Banyak juga sebenarnya yang berkasta tinggi berkata-kata halus.Demikian pula orang Jawa, kebetulan saya pernah belajar di Jawa Tengah selama 2 tahun.
Menurut Guru saya, bila bertemu dengan orang-oang yang berkata, berprilaku yang tidak baik, gunakanlah dia sebagai Guru Simbolik untuk peningkatan diri kita.

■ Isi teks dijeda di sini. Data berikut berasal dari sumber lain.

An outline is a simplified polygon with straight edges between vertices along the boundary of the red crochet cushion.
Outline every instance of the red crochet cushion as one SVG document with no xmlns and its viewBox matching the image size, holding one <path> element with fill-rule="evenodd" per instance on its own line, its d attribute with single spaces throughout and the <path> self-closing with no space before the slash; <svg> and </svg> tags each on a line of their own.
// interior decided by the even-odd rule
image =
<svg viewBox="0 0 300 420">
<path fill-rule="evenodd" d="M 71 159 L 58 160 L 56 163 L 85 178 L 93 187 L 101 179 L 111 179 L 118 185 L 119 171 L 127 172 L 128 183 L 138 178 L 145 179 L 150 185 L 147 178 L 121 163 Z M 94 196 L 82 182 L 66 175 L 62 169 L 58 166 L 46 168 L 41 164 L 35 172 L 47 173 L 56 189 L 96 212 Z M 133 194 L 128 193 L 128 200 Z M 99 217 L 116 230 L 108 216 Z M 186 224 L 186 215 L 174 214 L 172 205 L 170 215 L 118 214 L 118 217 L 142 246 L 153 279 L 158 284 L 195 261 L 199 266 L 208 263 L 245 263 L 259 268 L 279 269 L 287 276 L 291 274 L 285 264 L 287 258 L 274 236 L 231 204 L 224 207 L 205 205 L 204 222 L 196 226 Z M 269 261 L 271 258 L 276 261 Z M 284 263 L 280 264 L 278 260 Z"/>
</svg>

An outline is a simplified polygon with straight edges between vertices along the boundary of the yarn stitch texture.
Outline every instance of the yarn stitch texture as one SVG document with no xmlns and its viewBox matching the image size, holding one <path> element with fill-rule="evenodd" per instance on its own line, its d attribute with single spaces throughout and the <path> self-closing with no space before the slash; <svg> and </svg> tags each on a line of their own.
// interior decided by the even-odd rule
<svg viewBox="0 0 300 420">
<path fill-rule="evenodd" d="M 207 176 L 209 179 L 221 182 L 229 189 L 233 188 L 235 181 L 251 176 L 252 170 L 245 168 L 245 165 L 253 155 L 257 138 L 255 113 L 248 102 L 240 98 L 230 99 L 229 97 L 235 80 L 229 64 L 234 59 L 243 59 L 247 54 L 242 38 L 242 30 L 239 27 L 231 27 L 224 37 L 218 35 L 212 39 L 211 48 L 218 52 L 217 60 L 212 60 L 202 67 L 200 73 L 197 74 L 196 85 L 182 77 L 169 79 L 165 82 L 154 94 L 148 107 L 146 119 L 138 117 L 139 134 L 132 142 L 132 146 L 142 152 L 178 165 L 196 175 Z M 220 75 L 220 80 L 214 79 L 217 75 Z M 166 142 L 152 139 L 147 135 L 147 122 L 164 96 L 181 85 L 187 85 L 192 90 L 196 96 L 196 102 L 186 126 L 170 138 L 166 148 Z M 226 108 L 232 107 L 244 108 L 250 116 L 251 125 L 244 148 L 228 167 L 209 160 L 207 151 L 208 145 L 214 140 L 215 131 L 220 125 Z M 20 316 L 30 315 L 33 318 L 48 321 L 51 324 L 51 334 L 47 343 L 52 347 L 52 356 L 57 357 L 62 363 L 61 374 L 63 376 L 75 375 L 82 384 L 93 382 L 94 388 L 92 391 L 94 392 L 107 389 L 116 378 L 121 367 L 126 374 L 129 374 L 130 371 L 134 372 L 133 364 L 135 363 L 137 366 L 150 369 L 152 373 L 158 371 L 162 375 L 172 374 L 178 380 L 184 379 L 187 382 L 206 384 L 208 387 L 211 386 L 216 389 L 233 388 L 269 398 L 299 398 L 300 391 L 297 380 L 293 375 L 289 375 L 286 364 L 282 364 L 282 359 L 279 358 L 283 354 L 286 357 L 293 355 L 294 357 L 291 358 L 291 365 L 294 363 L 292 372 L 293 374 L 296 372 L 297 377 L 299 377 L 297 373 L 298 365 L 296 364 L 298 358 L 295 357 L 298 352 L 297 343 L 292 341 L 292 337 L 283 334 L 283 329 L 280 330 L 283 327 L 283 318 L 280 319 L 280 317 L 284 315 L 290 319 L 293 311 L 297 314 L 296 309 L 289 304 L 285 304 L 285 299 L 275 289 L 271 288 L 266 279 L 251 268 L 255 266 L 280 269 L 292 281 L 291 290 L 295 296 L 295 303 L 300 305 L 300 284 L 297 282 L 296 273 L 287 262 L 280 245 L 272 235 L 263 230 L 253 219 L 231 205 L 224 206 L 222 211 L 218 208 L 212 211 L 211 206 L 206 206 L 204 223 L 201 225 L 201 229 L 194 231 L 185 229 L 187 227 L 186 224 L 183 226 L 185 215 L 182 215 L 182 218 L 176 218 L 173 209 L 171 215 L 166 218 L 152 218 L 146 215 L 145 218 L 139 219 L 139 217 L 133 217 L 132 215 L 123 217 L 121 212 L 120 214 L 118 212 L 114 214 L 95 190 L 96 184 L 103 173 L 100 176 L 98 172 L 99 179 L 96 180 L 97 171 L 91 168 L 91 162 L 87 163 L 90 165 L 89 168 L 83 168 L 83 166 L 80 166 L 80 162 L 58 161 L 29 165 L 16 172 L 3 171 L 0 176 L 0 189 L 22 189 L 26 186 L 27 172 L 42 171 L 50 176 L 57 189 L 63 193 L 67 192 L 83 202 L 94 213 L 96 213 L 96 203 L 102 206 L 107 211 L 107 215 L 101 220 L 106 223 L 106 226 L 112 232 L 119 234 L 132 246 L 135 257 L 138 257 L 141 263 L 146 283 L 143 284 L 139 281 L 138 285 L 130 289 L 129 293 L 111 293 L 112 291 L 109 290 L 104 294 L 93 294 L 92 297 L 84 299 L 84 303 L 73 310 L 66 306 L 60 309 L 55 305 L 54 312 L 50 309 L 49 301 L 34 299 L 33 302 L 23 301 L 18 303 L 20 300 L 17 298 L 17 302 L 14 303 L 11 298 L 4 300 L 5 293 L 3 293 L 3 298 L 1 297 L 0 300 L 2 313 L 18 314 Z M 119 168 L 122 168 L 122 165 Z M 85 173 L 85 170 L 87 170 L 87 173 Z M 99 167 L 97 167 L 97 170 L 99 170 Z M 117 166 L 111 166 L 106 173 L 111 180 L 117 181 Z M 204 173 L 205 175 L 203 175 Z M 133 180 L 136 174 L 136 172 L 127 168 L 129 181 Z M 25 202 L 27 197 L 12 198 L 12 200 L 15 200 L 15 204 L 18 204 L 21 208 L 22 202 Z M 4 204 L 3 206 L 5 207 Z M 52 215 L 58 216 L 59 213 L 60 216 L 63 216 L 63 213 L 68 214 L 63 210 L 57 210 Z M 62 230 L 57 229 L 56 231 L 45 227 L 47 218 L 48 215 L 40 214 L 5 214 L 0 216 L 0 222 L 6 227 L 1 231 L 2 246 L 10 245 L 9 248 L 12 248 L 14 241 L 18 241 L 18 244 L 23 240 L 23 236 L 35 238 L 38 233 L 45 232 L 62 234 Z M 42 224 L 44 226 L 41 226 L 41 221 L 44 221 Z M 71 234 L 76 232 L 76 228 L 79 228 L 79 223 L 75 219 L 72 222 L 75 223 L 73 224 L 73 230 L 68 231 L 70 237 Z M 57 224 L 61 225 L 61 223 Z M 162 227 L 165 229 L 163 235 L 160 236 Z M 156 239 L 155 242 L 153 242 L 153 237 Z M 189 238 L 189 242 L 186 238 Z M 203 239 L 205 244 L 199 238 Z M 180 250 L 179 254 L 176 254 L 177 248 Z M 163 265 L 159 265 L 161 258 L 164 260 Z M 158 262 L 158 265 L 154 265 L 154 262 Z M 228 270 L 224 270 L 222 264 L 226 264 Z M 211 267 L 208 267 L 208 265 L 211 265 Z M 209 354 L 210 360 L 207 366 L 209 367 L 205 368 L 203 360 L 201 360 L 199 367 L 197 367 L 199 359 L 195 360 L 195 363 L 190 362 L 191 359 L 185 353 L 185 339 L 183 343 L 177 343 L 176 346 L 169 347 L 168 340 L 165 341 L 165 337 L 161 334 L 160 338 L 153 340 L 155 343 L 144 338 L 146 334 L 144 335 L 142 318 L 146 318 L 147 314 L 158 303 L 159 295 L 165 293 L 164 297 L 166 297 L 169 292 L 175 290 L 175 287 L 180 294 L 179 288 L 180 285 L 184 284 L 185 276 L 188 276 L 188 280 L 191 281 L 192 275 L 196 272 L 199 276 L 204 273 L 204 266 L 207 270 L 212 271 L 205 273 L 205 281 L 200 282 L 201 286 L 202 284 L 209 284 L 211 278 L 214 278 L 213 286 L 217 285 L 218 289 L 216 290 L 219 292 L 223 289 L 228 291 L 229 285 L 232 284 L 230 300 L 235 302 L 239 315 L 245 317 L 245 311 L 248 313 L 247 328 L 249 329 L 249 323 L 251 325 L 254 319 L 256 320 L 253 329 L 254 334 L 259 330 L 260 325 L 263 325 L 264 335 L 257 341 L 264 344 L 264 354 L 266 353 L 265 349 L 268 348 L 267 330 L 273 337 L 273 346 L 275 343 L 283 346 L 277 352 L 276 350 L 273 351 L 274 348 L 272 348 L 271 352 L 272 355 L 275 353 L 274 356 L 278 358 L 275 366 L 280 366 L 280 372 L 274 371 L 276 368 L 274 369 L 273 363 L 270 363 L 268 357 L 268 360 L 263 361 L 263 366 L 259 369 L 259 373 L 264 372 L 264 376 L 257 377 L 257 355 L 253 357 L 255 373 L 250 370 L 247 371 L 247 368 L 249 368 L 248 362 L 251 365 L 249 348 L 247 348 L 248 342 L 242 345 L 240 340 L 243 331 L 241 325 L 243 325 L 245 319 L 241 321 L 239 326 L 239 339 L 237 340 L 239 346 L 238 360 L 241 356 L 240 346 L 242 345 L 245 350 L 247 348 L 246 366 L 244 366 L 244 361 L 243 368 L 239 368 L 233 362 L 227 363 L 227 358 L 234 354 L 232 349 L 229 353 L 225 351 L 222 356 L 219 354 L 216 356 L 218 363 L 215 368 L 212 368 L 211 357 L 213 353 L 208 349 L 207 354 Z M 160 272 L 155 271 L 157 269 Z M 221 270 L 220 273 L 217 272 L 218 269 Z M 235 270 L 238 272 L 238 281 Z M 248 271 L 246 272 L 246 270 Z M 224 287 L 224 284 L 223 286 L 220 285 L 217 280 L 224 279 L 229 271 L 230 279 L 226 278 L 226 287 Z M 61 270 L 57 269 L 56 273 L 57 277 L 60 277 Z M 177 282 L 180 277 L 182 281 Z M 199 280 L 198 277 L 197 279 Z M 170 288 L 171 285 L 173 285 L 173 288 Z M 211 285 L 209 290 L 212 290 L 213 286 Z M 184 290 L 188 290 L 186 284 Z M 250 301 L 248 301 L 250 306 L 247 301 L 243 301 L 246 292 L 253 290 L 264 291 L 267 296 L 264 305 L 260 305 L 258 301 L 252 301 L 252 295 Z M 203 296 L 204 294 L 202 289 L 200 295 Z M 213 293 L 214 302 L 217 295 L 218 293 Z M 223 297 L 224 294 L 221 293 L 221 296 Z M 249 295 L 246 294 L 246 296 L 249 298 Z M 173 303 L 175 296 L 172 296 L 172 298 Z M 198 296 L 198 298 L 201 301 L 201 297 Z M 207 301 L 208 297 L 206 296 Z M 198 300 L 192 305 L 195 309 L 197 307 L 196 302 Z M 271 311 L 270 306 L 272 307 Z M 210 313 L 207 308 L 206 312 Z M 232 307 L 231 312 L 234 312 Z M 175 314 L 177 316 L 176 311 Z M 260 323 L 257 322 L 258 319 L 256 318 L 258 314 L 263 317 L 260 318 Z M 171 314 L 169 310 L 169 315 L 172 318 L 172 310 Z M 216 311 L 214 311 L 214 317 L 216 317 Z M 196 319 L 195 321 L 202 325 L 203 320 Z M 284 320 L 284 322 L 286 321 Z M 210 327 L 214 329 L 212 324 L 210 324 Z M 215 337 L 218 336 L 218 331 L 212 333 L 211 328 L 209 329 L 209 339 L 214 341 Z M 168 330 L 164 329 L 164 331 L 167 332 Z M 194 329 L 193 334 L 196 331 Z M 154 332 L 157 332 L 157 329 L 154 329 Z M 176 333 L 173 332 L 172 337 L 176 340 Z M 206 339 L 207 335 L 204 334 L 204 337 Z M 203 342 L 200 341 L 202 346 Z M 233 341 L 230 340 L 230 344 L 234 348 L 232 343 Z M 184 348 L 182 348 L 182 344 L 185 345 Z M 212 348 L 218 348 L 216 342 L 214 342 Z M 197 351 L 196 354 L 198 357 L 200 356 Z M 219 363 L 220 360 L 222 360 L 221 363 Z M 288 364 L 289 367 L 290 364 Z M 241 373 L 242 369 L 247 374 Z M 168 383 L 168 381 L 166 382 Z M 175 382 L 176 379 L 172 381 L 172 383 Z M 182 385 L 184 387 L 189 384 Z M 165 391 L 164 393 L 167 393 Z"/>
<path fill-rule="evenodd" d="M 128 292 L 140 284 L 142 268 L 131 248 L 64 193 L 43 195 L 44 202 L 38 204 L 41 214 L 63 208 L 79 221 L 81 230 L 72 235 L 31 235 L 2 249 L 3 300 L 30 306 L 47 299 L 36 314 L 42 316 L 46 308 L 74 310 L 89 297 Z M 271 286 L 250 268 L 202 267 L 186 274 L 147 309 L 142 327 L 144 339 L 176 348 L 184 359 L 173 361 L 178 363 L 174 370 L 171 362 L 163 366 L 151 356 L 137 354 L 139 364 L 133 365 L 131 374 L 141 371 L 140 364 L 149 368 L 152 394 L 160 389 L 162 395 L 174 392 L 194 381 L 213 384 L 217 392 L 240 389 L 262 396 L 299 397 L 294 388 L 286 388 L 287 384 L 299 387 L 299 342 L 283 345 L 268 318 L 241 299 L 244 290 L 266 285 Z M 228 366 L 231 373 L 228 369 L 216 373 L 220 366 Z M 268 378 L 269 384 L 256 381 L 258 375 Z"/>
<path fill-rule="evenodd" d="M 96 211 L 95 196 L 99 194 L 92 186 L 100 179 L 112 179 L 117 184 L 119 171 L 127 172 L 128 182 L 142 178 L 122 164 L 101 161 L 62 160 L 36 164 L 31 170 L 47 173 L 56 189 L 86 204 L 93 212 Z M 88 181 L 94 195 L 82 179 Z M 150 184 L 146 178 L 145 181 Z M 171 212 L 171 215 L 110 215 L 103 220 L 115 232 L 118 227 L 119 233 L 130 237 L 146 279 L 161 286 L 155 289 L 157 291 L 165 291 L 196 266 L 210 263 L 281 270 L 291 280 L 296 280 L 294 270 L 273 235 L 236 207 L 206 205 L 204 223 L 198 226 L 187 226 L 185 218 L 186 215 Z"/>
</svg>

Berikut Sloka Bhagavad Gita tentang Catur Varna (Brahmana = Berbakat dan berprofesi sebagai pembimbing ke jalan Dharma, Ksatria=yang berbakat dan berprofesi sebagai aparat pemerintah, Wesia= Berbakat dan berprofesi sebagai pelaku ekonomi/petani/pedagang/nelayan/, Sudra= yang berbakat dan berprofesi menjadi pembantu ketiga golongan sebelumnya seperti; kuli panggul, pembantu, dll).
Semoga kita semua mampu meneladani yang baik dan mengambil pelajaran yang bermakna dari keburukan
Salam
Made M.
“Catur varnyam maya shristam, Guna karma vibhagasah,Tasya kartaram api mam, Viddhy akartaram avyayam”.
Terjemahannya; “Catur Varna adalah ciptaan-Ku menurut pembagian Bakat dan Kerja, tetapi ketahuilah walaupun penciptanya Aku, Aku tidak berbuat dan merubah diri-Ku”.